С усмешкой, смысла которой я тогда не в состоянии была понять, Александр поклонился леди Эмме - поклонился низко и галантно. Далеко не каждый, как я знала, удостоился бы от него такого поклона. И я не преминула заметить заинтересованный взгляд, которым окинула моего мужа англичанка.

Она протянула ему руку, и он поцеловал ее.

- Вы видели уже наши цветы? - спросила она у герцога.

- Нет. Мы ограничились пока только живописью.

- О, эти картины! Право же, они скучны. Не желаете ли взглянуть на мою оранжерею? Я буду вашим гидом.

- Увы, мадам, - произнес Александр, - боюсь, что я не знаток в таких вещах, как цветы, и не смогу по достоинству оценить вашу оранжерею, которая, без сомнения, является чудом.

- Что ж… Я покажу ее вашей жене.

Она была отменно вышколена, эта леди Эмма: ничто в ее манерах или речи не напоминало о ее прошлом. У нее, вероятно, были хорошие учителя, научившие ее двигаться и правильно говорить. Легким отзвуком прошлого можно было посчитать ее голос - она кокетничала и завлекала своим щебетом, но завлекала как-то дешево. А еще мне показалось, что она пустоголова… Впрочем, может быть, я все это от ревности выдумала. Она очень красива, это уж несомненно.

И я была очень рада, что Александр отказался и не пошел с ней. Я подозревала, что он, возможно, сделал это не ради меня, а ради продолжения беседы о живописи с лордом Уильямом, которую прервал приход леди Эммы, - но даже это было мне лестно: беседу он предпочел такой красавице.

Красавица подошла ко мне и очень дружески обняла.

- Пойдемте со мной, дорогая. Эти мужчины такие зануды.

Уже ведя меня к двери, она добавила:

- Завтра здесь у нас, в английском посольстве, состоится бал по случаю дня рождения лорда Уильяма… Я бы просила вас помочь мне в подготовке залов - знаете, хорошо было бы сделать что-то во французском вкусе, и музыку подобрать такую… ну, словом…

- Менуэт?

- Да! Это лучше всего подойдет. Вот видите, я тоже выиграла от того, что вы приехали.

Пока мы дошли до оранжереи, леди Гамильтон сообщила мне массу всяких сведений, а среди них то, что на завтрашнем балу, возможно, будет присутствовать сама ее величество королева.

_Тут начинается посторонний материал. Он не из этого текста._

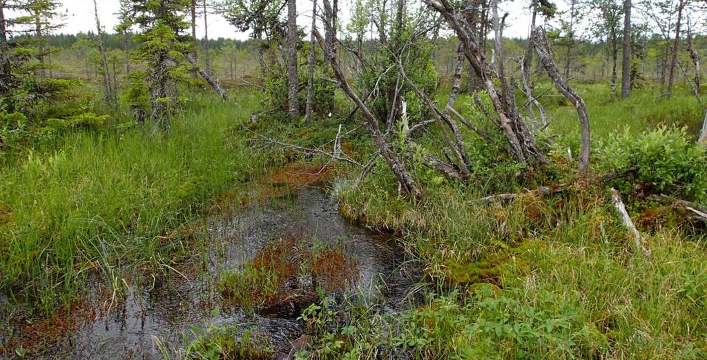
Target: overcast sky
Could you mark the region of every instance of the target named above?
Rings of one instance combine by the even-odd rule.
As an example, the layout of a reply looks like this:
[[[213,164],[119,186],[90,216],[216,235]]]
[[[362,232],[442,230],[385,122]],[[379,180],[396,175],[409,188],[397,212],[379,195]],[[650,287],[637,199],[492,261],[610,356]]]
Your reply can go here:
[[[117,23],[115,13],[118,12],[118,0],[98,0],[98,15],[100,17],[101,25],[106,31],[112,32],[113,27]],[[66,25],[59,30],[59,32],[75,34],[79,32],[95,31],[95,23],[93,20],[93,3],[91,0],[63,0],[62,8],[67,15]],[[342,20],[346,23],[348,20],[349,8],[353,0],[340,0]],[[561,2],[561,1],[558,1]],[[528,1],[515,0],[506,3],[502,10],[509,13],[506,23],[510,25],[504,35],[513,37],[527,37],[529,28],[528,10],[526,8]],[[298,24],[309,28],[311,23],[312,2],[306,0],[297,0]],[[560,6],[561,9],[563,6]],[[199,19],[197,34],[199,37],[204,36],[204,20]],[[209,37],[230,37],[245,40],[248,35],[238,32],[235,28],[228,24],[226,20],[216,15],[209,16]]]

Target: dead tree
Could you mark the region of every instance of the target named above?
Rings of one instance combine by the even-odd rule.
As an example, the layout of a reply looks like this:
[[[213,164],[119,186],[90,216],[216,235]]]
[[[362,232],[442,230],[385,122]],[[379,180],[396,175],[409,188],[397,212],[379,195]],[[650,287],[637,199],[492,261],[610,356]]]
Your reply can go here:
[[[675,39],[672,42],[672,54],[670,57],[670,71],[667,78],[667,97],[672,96],[672,88],[675,79],[675,66],[677,65],[677,49],[680,45],[680,25],[682,21],[682,10],[684,8],[684,0],[679,0],[677,5],[677,22],[675,23]]]
[[[192,57],[193,55],[192,54],[186,53],[184,54],[184,56],[185,59],[187,59],[187,61],[194,66],[194,70],[196,71],[196,72],[198,73],[199,75],[200,75],[211,88],[214,88],[214,90],[216,90],[216,92],[218,92],[218,95],[221,96],[222,99],[226,99],[226,90],[221,87],[221,81],[218,81],[218,78],[211,76],[208,71],[199,67],[197,64],[197,59]]]
[[[580,126],[582,131],[581,152],[579,157],[579,169],[583,175],[586,175],[589,171],[589,155],[590,155],[590,129],[589,116],[587,114],[587,109],[584,105],[584,100],[577,94],[567,81],[560,76],[560,71],[555,65],[555,61],[552,58],[552,49],[550,49],[550,44],[547,41],[547,36],[542,28],[537,28],[532,32],[531,41],[533,47],[537,52],[538,57],[543,67],[547,71],[550,78],[555,85],[555,88],[562,93],[572,104],[577,109],[577,115],[579,116]]]
[[[510,152],[516,160],[527,162],[531,167],[547,163],[540,151],[535,137],[525,126],[515,104],[506,97],[509,92],[499,92],[493,83],[494,71],[486,61],[486,54],[467,21],[452,7],[448,0],[424,0],[425,3],[439,12],[459,37],[464,54],[471,63],[477,76],[481,80],[489,93],[494,110],[498,114],[496,125],[501,128],[508,143]]]
[[[633,220],[631,219],[629,212],[626,211],[626,206],[624,205],[624,201],[621,199],[621,195],[619,194],[619,191],[617,191],[614,188],[611,188],[611,191],[612,203],[614,204],[614,207],[616,208],[617,211],[621,215],[621,222],[624,223],[624,226],[631,232],[636,247],[641,250],[643,253],[643,255],[650,255],[650,251],[645,247],[645,238],[638,232],[638,229],[633,224]]]
[[[287,0],[287,108],[290,119],[300,116],[297,93],[297,6],[295,0]]]
[[[687,52],[690,54],[690,59],[692,60],[692,65],[695,66],[695,87],[698,89],[702,85],[702,68],[700,66],[700,55],[692,46],[692,25],[690,23],[690,17],[687,18],[687,39],[685,42],[687,45]]]
[[[621,62],[621,96],[631,95],[631,0],[624,0],[624,59]]]
[[[312,107],[314,103],[314,68],[316,61],[315,52],[314,30],[317,28],[317,0],[312,1],[312,36],[310,39],[309,73],[307,75],[307,107],[305,109],[305,117],[307,125],[312,122]]]
[[[103,99],[105,103],[112,105],[115,103],[110,85],[110,78],[108,73],[108,60],[105,54],[105,36],[103,29],[100,27],[100,19],[98,18],[98,4],[93,0],[93,13],[95,15],[95,28],[98,35],[98,49],[100,53],[100,67],[103,75]],[[117,86],[117,85],[116,85]]]
[[[332,18],[333,14],[329,0],[324,0],[323,3],[324,11],[326,16],[325,18]],[[332,35],[330,40],[333,44],[335,42],[335,38],[333,35],[333,30],[331,28],[332,24],[325,22],[325,28],[326,28],[327,33]],[[395,154],[393,152],[392,150],[391,150],[390,145],[386,141],[384,135],[381,133],[378,119],[376,119],[366,104],[363,103],[361,98],[358,97],[358,95],[357,95],[349,85],[349,83],[341,71],[341,66],[339,65],[339,61],[337,59],[336,54],[334,52],[332,47],[329,46],[329,44],[325,41],[322,35],[320,34],[319,31],[316,29],[314,29],[313,33],[315,37],[317,39],[317,41],[319,42],[320,46],[324,51],[325,58],[332,66],[334,76],[341,84],[341,90],[344,90],[344,92],[349,98],[356,103],[356,106],[358,106],[358,109],[361,110],[361,114],[363,114],[363,117],[366,120],[368,131],[373,138],[373,142],[375,144],[376,148],[378,148],[378,150],[380,153],[380,156],[382,156],[388,164],[388,166],[392,171],[393,174],[395,174],[395,177],[397,179],[400,188],[407,196],[409,197],[421,198],[421,191],[417,186],[417,184],[415,184],[414,180],[405,169],[402,162],[401,162],[395,156]]]

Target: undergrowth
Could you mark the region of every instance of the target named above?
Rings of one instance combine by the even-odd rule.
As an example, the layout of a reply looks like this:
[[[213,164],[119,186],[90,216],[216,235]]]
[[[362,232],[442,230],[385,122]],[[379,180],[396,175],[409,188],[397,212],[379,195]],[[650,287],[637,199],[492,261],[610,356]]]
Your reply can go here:
[[[51,313],[92,270],[117,286],[124,267],[164,271],[189,251],[172,230],[265,162],[240,125],[255,102],[197,96],[168,134],[76,130],[20,154],[0,171],[0,287]]]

Я подумала, что, если леди Эмма будет держаться от моего мужа подальше, этот дом мне снова начнет нравиться и я буду вполне довольна.

9

Когда затихли последние звуки котильона, я как можно незаметнее выскользнула из объятий полузнакомого мне человека, с которым танцевала, и легкими шагами проскользнула на террасу, чтобы вдохнуть свежего воздуха. В зале было слишком душно, и слишком много горело свечей. А здесь… здесь я даже почувствовала едва уловимый сладкий аромат магнолий.

Впрочем, весь дом был наполнен цветочными ароматами. Леди Эмма любила цветы, как ничто другое, и даже заслужила в Неаполе славу лучшей цветочницы: к ней посылали, когда для бала или свадьбы требовался красивый букет.

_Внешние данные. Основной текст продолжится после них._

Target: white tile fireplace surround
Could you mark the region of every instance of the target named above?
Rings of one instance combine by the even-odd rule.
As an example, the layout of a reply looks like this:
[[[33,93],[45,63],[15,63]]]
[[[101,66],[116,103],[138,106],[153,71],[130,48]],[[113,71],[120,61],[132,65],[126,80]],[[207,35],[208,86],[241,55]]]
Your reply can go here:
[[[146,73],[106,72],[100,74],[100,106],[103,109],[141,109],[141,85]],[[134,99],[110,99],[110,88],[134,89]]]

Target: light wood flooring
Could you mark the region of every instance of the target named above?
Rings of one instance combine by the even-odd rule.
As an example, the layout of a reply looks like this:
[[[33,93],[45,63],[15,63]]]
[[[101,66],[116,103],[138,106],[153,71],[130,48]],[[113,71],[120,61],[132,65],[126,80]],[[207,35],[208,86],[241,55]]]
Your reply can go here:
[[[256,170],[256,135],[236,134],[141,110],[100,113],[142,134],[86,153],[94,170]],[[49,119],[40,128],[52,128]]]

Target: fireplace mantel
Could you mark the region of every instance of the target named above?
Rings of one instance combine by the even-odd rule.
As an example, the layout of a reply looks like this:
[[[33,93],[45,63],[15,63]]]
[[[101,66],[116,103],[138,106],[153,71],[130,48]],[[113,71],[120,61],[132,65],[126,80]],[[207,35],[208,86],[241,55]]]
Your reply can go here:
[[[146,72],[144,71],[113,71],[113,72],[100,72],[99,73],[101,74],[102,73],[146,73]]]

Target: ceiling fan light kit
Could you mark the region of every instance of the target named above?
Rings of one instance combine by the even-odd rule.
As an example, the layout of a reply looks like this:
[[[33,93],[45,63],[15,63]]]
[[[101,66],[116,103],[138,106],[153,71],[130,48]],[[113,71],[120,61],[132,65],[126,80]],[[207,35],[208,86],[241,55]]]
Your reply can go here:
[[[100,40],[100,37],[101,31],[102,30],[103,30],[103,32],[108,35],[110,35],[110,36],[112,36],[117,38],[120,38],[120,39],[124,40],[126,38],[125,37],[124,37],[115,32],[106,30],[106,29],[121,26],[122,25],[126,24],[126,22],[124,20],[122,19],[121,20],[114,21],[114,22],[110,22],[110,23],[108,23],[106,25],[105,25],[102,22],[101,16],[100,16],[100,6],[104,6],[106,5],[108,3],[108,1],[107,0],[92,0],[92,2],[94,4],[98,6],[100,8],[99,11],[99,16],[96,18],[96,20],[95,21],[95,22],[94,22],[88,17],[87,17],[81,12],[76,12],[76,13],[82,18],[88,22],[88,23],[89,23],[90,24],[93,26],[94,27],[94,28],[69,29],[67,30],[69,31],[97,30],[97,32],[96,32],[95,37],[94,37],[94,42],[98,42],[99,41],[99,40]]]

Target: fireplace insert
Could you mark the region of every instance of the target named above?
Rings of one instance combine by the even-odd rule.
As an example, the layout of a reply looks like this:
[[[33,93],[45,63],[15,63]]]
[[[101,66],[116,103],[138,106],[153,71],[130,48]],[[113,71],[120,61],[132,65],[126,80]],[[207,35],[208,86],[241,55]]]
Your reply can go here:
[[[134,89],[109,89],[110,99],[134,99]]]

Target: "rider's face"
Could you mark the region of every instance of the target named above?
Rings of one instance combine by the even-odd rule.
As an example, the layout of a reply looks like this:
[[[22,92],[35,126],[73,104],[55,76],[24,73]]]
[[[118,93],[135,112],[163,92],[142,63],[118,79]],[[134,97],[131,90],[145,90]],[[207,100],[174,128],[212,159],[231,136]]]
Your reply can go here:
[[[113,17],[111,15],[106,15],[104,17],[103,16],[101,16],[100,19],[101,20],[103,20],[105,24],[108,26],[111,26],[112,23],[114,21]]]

Прежде чем выйти в сад, чтобы разыскать мужа, который вот уже часа два не попадался мне на глаза, я внимательно оглядела себя в зеркале. Платье из серебристой парчи, мягко перехваченное под грудью сверкающим поясом, узкое, как требовала мода, обтягивало меня, как перчатка, - я казалась в нем тонкой, высокой и изящной. Пышные бутоны рукавов открывали руку выше локтя. Золотистые волосы, высоко подобранные и перевитые серебристой лентой, которая спускалась на чистый открытый лоб маленькой алмазной слезой на манер Агнесы Сорель, подчеркивали теплый тон моей кожи и легкий румянец, разлившийся по щекам. Я набросила на плечи прозрачный шелковый шарф, отделанный серебром, и вышла в сад.

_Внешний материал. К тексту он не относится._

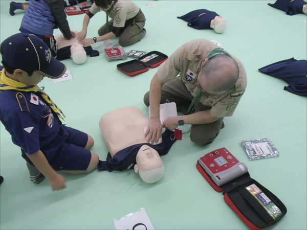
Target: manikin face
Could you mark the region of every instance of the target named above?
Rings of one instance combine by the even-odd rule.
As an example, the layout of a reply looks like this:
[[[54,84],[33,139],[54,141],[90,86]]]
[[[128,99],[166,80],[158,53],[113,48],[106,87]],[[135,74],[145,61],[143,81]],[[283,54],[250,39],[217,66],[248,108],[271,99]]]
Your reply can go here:
[[[216,16],[212,21],[211,28],[216,33],[223,33],[226,29],[226,21],[221,16]]]
[[[71,47],[71,54],[73,61],[76,64],[83,64],[86,60],[86,52],[80,44],[74,43]]]
[[[159,180],[164,174],[163,163],[157,151],[147,145],[141,147],[137,155],[135,171],[148,183]]]
[[[163,165],[162,160],[157,151],[148,145],[141,147],[137,155],[137,165],[139,170],[147,171]]]

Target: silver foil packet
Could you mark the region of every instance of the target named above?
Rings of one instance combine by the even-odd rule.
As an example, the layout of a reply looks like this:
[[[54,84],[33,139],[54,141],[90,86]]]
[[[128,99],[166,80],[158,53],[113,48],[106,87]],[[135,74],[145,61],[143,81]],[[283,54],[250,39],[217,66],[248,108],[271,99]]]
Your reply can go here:
[[[246,152],[250,160],[262,158],[276,157],[279,152],[267,138],[241,141],[242,148]]]

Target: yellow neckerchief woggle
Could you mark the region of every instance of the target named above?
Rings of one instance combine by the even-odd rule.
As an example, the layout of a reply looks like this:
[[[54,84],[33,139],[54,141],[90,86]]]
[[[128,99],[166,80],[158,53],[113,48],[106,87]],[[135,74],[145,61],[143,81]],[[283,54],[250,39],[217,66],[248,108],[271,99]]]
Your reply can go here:
[[[6,76],[4,68],[2,70],[2,71],[0,72],[0,90],[14,90],[24,92],[34,93],[38,91],[40,93],[42,98],[48,104],[51,109],[56,113],[59,118],[65,121],[65,120],[64,120],[64,118],[65,117],[65,114],[63,113],[62,110],[55,104],[48,95],[45,91],[40,89],[38,86],[37,85],[28,85],[23,83],[11,79]],[[61,113],[62,113],[63,116],[61,115]]]
[[[106,25],[106,33],[107,34],[108,33],[108,15],[109,14],[110,12],[111,12],[111,10],[112,10],[113,9],[113,8],[114,8],[114,5],[115,5],[116,3],[115,2],[114,2],[113,3],[113,4],[112,4],[112,5],[111,6],[111,7],[110,7],[110,9],[109,9],[106,11],[105,11],[105,13],[106,14],[106,22],[105,25]]]
[[[216,48],[214,49],[213,50],[212,50],[211,52],[209,53],[209,54],[208,55],[208,57],[207,57],[207,58],[210,60],[213,57],[215,57],[216,56],[220,55],[221,54],[224,54],[225,55],[228,56],[228,57],[231,57],[230,55],[227,52],[226,52],[225,51],[224,51],[223,49]],[[188,109],[187,114],[192,113],[195,111],[195,108],[196,108],[197,105],[198,105],[198,103],[201,100],[201,98],[202,98],[202,97],[204,96],[204,94],[205,93],[204,93],[201,90],[200,90],[198,91],[198,93],[191,102],[191,105],[190,105],[190,107],[189,107],[189,109]],[[215,99],[215,100],[216,99]]]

Было прохладно. Когда я спускалась по ступеням террасы, в доме как раз пробило полночь, и я слышала, как зазвучал какой-то неаполитанский танец - похоже, моцартовского сочинения.

Я знаком остановила лакея, разносившего напитки.

- Не видели ли вы моего супруга, герцога дю Шатлэ?

- Миледи разговаривает с ним в беседке. В конце аллеи, мадам.

Обеспокоенная, я некоторое время стояла, застыв на месте, а потом решительно направилась к аллее. Я уже досадовала, что так увлеклась балом. С самого начала празднества муж исчез из поля моего зрения. Я была так счастлива, так оглушена всем происходящим - по меньшей мере пять лет я ничего подобного не видела! Закрыв глаза, можно было вообразить, что я в Версале. За мной ухаживали, меня дважды приглашал на танец сам король Неаполя Фердинанд IV, который явился на бал инкогнито, но тем не менее все знали, кто он такой. Мне говорили комплименты, целовали руки - словом, я была на гребне успеха. Кроме того, я, кажется, выпила больше, чем было нужно, и теперь голова у меня слегка кружилась.

Леди Эмма увела его… С чего бы это? Мы в свадебном путешествии, у нас медовый месяц! Я была полна решимости вернуть себе Александра и конец вечера провести именно с ним - тем более что тот сонм любезных неаполитанских синьоров, которые только что меня окружали, в сущности, нисколько не привлекал…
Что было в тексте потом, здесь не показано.